Sunday, March 6, 2016

Review: The Greene Murder Case by S. S. Van Dine

by Mary

It has been about l2 years since Tobias Greene died and under his will, if his children do not continue to live in the family mansion for 25 years after his death -- if they marry, their spouses must reside there also -- they will be disinherited. Naturally this has lead to disgruntlement and tension among the siblings, and interviews with their servants confirm there have been years of "daily clashes, complainings, bitter words, sullen silences, jealousies and threats" in the Greene family.

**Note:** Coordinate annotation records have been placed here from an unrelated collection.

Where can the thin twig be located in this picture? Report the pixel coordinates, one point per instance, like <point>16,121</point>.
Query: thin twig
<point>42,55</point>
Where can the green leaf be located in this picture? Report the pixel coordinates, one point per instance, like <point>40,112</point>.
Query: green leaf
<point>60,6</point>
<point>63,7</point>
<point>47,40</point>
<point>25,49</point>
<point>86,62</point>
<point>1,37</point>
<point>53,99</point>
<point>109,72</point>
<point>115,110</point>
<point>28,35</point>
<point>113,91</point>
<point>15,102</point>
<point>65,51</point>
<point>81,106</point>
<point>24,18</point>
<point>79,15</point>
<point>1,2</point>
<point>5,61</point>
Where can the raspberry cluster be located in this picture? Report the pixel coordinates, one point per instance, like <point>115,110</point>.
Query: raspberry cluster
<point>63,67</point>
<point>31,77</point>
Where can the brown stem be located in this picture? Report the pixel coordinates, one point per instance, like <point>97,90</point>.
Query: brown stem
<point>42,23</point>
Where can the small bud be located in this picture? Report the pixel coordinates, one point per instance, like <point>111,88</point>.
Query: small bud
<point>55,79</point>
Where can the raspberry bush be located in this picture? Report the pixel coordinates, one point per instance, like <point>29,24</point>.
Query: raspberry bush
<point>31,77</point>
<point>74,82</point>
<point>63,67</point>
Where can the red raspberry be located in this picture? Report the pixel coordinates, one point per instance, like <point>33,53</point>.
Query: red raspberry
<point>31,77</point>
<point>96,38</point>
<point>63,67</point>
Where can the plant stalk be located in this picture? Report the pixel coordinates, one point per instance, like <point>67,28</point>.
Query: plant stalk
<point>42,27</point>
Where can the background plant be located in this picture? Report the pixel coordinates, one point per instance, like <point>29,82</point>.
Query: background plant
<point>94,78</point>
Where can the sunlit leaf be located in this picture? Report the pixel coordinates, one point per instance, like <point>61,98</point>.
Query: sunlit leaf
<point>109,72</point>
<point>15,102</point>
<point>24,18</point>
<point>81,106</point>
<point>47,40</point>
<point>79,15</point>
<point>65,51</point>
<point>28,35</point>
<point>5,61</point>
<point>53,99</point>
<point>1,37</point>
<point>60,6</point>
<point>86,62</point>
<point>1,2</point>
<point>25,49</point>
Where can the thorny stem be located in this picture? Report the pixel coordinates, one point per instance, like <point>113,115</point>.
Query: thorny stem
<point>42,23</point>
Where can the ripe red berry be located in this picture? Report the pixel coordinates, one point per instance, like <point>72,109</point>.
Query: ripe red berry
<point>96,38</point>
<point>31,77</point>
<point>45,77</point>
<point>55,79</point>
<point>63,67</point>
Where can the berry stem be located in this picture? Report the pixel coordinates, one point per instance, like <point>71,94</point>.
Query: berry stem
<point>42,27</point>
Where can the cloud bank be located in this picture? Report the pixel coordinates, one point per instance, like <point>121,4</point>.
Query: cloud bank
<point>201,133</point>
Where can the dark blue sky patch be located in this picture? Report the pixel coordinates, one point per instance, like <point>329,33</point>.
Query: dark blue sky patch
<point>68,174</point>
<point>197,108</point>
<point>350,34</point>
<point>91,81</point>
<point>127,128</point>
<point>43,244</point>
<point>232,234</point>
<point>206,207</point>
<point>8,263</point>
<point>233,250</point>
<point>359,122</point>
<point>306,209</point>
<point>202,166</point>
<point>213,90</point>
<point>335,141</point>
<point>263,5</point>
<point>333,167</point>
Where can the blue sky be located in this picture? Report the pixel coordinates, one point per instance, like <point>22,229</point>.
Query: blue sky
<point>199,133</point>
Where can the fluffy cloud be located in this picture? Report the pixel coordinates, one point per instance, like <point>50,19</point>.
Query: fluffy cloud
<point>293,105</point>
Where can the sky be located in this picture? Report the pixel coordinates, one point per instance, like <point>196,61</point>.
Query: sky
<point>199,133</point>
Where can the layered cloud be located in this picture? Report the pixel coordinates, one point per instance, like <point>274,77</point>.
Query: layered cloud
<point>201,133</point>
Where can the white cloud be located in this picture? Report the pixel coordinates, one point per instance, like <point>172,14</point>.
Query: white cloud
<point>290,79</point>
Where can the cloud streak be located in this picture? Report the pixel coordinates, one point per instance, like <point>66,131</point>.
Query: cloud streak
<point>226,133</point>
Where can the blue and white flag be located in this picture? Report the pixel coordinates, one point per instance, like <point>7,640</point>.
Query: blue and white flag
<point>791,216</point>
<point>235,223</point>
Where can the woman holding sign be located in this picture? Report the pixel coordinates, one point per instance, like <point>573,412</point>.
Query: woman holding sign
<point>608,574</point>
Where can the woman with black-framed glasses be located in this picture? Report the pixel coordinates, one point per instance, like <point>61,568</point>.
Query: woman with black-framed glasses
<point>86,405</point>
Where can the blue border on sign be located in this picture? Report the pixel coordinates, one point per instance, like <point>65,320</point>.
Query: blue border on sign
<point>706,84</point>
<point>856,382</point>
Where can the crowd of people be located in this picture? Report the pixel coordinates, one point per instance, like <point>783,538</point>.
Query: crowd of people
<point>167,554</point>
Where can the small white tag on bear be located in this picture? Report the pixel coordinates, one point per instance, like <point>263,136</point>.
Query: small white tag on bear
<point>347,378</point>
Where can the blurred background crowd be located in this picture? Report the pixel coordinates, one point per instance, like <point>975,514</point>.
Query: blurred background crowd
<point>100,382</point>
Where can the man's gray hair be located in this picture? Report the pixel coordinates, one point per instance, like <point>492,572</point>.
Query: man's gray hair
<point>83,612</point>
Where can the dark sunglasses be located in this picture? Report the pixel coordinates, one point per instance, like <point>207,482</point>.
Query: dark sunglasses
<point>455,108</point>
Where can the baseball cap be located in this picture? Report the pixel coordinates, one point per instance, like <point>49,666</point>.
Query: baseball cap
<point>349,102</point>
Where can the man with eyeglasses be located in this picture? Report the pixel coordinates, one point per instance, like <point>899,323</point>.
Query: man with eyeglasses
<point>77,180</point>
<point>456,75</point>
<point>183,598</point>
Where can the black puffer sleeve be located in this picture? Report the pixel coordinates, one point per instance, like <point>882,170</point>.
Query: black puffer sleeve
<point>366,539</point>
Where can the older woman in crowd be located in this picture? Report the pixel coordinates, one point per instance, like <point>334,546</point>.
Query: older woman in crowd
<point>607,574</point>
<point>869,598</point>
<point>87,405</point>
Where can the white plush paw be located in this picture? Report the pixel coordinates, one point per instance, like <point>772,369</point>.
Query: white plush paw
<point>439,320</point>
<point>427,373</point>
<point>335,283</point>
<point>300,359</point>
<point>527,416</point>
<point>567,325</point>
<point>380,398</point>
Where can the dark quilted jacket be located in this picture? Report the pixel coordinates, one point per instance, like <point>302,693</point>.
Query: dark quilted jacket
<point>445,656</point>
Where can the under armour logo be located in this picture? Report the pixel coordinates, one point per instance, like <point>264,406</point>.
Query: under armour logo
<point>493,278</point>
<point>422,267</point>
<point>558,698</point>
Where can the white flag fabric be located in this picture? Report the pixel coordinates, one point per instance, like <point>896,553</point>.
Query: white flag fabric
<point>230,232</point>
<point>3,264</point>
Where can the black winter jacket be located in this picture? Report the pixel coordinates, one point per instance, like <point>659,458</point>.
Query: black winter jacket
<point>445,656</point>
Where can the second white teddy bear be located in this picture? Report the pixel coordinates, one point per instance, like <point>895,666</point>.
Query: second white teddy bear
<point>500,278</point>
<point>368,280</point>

It all comes to boiling point when oldest daughter Julia is killed and her sister Ada wounded in what is initially thought to be a burglary gone wrong. It soon becomes obvious it was no such thing and the siblings do not hesitate to air their grievances against each other to DA John Markham, Philo Vance, and the usual company. In fact, when it comes to suspects, a third daughter, Sibella, declares flat out "If you're looking for possibilities you have them galore. There's no one under this ancestral roof who couldn't qualify."

The household consists of bedridden Mrs Greene, the four children left (Ada, Chester, Sibella, and Rex), German cook Gertrude Mannheim, given to going about muttering to herself, the maids Hemming, convinced God is smiting down the sinful Greenes, and Barton, who rightly reckons "There's something awful funny going on here", plus elderly butler Sproot who reads Martial, although only a snob would find that suspicious. Then there's Doctor Arthur Von Blon, who visits more often that caring for Mrs Greene would seem to necessitate.

Soon there is another death in the mansion....

My verdict: While I would not go so far as to observe that lying beneath the Greene case are what Van Dine in Lovecraftian mode describes as "obscure fetid chambers of the human soul. Black hatreds, unnatural desires, hideous impulses, obscene ambitions", the set-up is bizarre enough to make readers pay close attention to the details and the map of the house, and therefore one or two clues will probably be identifiable fairly easily. One vital to the solution is not presented in quite fair fashion unless you stretch your definition of fair, in which case I will begrudgingly agree that, well, perhaps it was. I wavered between three possible culprits and one of them was the right one -- but in all fairness, it was the last person I began to suspect. A dark novel.